Wednesday, August 13, 2014

How Brown is my Valley

“Our very life depends on everything’s / Recurring till we answer from within.” Robert Frost

We went away for a couple of weeks on vacation. When we got home, our lawn had failed to maintain a lush green appearance we have worked so hard to create in our own spot of Eden on Earth. What happened?

Well, we had left; that’s what happened. We had gone away and we had not asked anyone to take care of our lawn. No one was here to set out the sprinklers and move them around day by day.

Did the grass die? No, not really. The grass did what grass does when the rains stop – it went dormant. It went to sleep, conserving energy in order to survive.

We came back and I looked at the lawn.
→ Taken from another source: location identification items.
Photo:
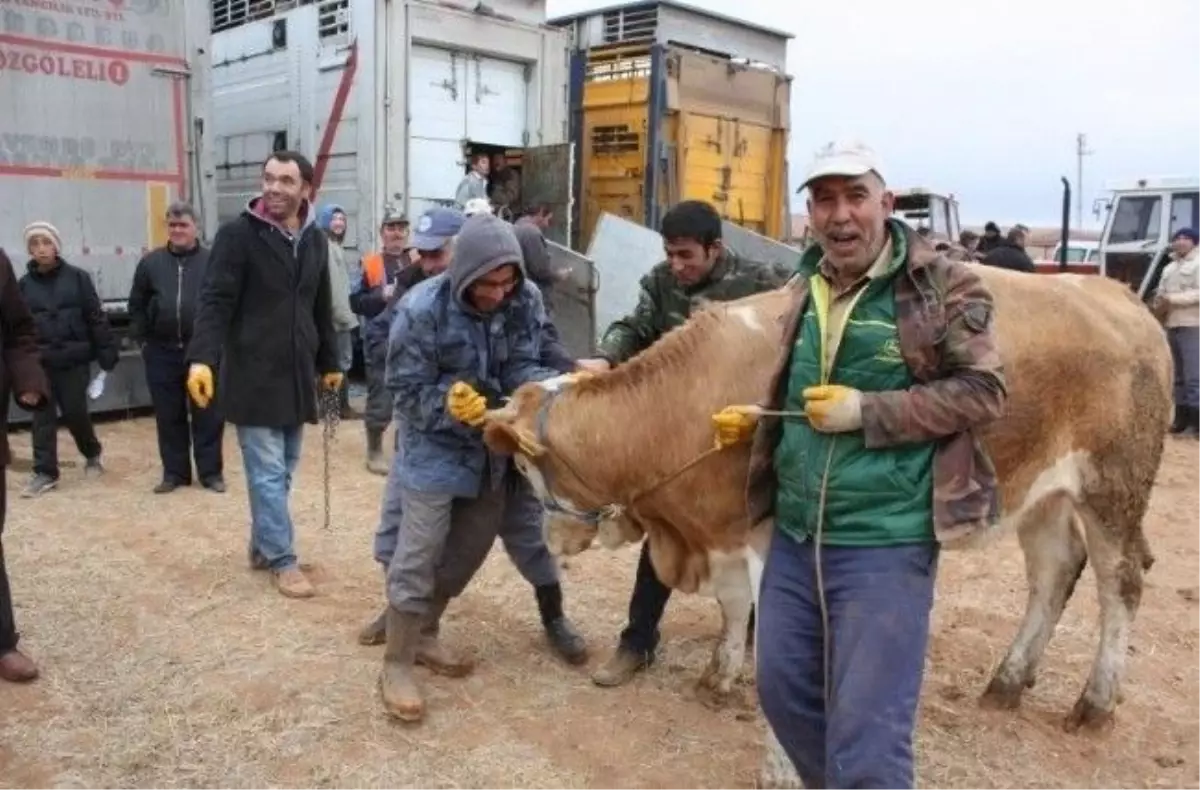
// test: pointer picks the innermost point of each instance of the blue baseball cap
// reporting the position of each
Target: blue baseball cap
(436, 227)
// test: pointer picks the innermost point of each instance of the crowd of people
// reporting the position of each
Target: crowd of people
(454, 315)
It looked like it was dead and dying. The grass was largely brown, with only a few patches of green here and there – mostly where our neighbor’s water had carelessly encroached on our territory. There, the grass had continued to grow green and luxurious.
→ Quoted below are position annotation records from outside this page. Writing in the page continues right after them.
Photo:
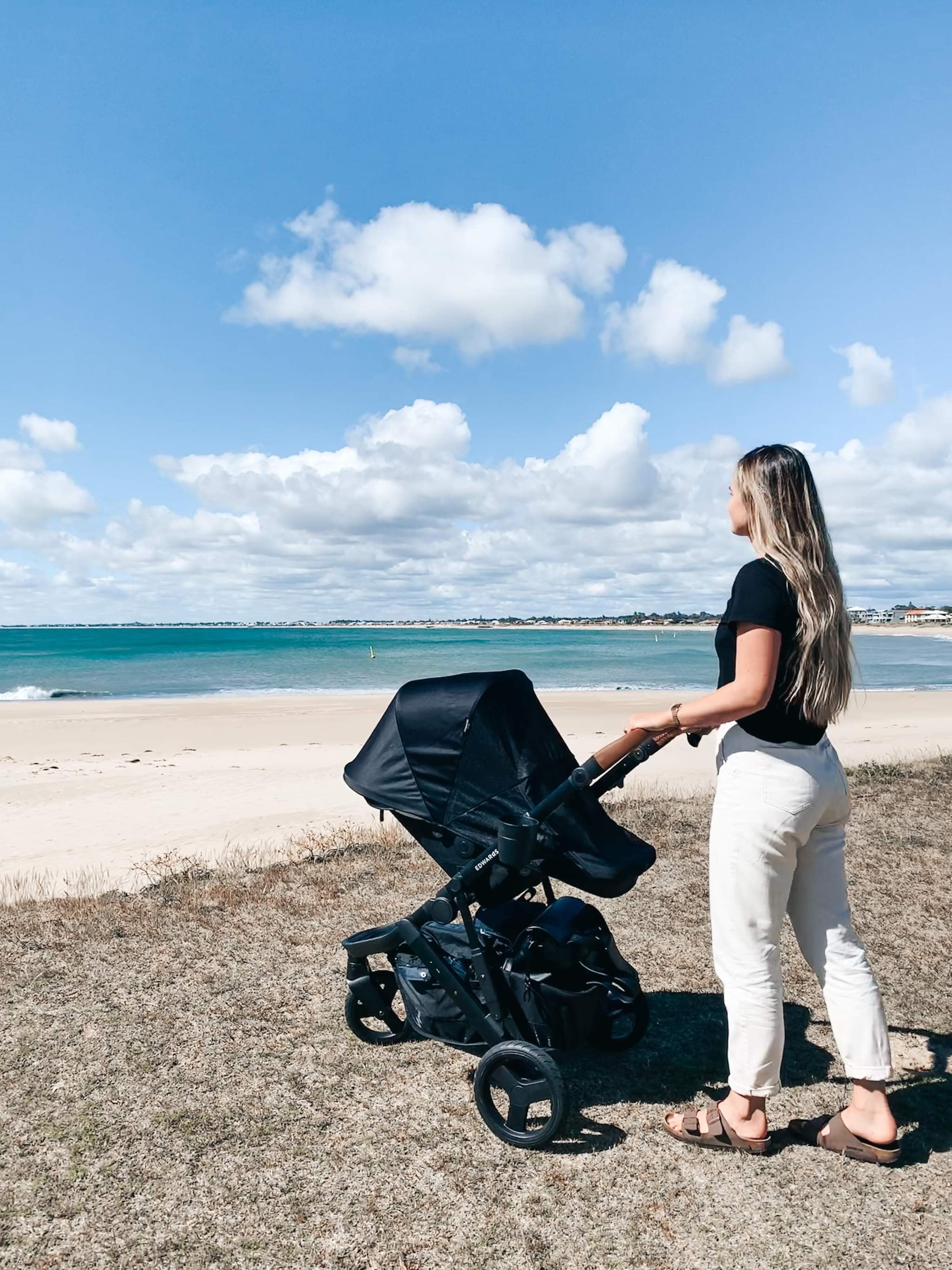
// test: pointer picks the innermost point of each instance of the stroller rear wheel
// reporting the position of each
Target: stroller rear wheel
(374, 1025)
(512, 1081)
(621, 1029)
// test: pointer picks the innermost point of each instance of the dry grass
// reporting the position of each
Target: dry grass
(179, 1089)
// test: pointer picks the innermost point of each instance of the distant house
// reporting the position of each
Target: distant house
(870, 616)
(919, 616)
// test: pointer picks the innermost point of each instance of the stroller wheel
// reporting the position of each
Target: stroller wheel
(621, 1029)
(379, 1028)
(521, 1094)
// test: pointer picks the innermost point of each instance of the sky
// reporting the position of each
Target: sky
(416, 309)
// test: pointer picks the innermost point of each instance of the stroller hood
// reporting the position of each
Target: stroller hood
(464, 751)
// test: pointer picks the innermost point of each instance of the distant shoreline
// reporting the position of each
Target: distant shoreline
(674, 628)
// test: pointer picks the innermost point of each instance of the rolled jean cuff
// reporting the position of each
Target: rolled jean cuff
(767, 1091)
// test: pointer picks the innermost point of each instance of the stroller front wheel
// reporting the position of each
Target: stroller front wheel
(513, 1078)
(374, 1025)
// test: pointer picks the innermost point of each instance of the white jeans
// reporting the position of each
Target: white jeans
(777, 838)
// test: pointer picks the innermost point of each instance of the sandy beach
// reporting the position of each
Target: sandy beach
(96, 788)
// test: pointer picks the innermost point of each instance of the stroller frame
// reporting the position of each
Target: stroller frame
(513, 1064)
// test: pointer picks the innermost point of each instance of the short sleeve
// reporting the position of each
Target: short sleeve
(761, 597)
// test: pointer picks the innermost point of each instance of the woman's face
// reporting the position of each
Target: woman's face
(738, 512)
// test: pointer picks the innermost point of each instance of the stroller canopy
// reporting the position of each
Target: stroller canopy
(464, 751)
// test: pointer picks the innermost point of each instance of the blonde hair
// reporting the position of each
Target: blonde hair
(786, 522)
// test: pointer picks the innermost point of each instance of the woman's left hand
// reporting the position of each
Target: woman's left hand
(659, 720)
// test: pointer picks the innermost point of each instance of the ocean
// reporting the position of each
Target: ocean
(148, 662)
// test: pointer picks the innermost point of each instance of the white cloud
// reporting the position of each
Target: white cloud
(399, 520)
(27, 497)
(870, 380)
(416, 360)
(749, 352)
(671, 320)
(925, 436)
(30, 493)
(480, 280)
(50, 433)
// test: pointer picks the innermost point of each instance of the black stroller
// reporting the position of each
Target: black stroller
(475, 770)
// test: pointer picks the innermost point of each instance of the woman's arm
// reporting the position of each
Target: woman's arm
(756, 672)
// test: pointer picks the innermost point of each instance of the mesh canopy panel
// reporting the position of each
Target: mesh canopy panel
(464, 751)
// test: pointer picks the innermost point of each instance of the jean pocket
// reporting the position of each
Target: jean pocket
(789, 789)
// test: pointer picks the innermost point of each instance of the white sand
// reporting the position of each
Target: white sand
(97, 786)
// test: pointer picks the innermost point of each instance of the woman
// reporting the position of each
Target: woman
(780, 814)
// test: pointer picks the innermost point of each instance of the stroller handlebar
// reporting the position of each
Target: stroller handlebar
(617, 750)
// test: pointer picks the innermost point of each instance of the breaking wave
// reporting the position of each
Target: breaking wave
(31, 692)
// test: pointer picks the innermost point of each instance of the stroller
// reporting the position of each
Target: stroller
(474, 769)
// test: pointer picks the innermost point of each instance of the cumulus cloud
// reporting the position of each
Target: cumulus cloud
(671, 320)
(870, 380)
(416, 360)
(50, 433)
(749, 352)
(482, 280)
(399, 520)
(30, 493)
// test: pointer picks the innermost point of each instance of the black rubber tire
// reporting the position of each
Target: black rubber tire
(356, 1012)
(625, 1028)
(522, 1066)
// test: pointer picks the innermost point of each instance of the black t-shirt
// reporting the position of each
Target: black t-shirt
(763, 596)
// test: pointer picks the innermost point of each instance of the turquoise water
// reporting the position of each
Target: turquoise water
(39, 665)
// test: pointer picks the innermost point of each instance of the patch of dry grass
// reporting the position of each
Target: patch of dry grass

Of course we began watering the lawn again, and it has greened up somewhat, but I’m not sure it will come back the way we want it to. That’s just the way it is. We didn’t kill it with neglect; it simply went to sleep and will perk up again when it is dog gone good and ready.

The good news is that I don’t have to mow it as often now. Yippee!

It’s funny how we try to manipulate nature like we do. I wonder what is wrong with us – with we human beings. Why do we want lawns and flower beds? While birds make nests and coyotes dens, I don’t see them spending any time decorating. What is it in the human psyche that requires more than simple shelter – this “need” to surround ourselves with “stuff” that require more resources, more labor, more time to maintain?

I don’t know of any animal (and am not sure how I would go about confirming this observation) that recognizes beauty. Oh, I’m sure there is some semblance of that going on with the mating rituals animals engage in – large racks on elk, bright plumage on birds, and the love songs of croaking toads, but the goal there is procreation, not beautification.

But the idea of a bird arranging its nest “just so” and adding a sprig here and there to make it look prettier just doesn’t seem to be there (in the animal realm), as I see it. I could be wrong, of course. After all, I’m a guy. I don’t see the need to paint a room unless the old paint is cracked or peeling. Fixing what’s broke is fine, but changing out the home d├ęcor seasonally just isn’t on my list of priorities. That’s not to say it shouldn’t be, but it simply isn’t.

However, not being in a single state, life is not as I would have it, but is as “we” (husband and wife) would have it – and that’s a good thing.

The fact is that while I don’t understand the need to beautify my world, I have come to appreciate the beauty of “our” world. The truth is that in the end, I DO like a fresh coat of paint; I DO like a green lawn, and trees trimmed of dead limbs, and blooming flowers (even if the deer eat most of them before we can actually enjoy looking at the blossoms).

Perhaps, having been created in the image and likeness of God, our appreciation of color, balance, symmetry, and life’s many wonders is a reflection of who we are, and who’s we are. While there is labor and the expenditure of precious resources to maintain and support this weird aspect of our human nature, perhaps it is worth it as it also imbues us with deep satisfaction within.

It’s not that we can control nature, but we can bring order out of chaos. It takes time, but that is one of God’s great gifts. We come to discover that it isn’t the external control that satisfies, but the outward manifestation of internal grace that brings peace and joy.

And that’s a beautiful thing here in this, our browning valley.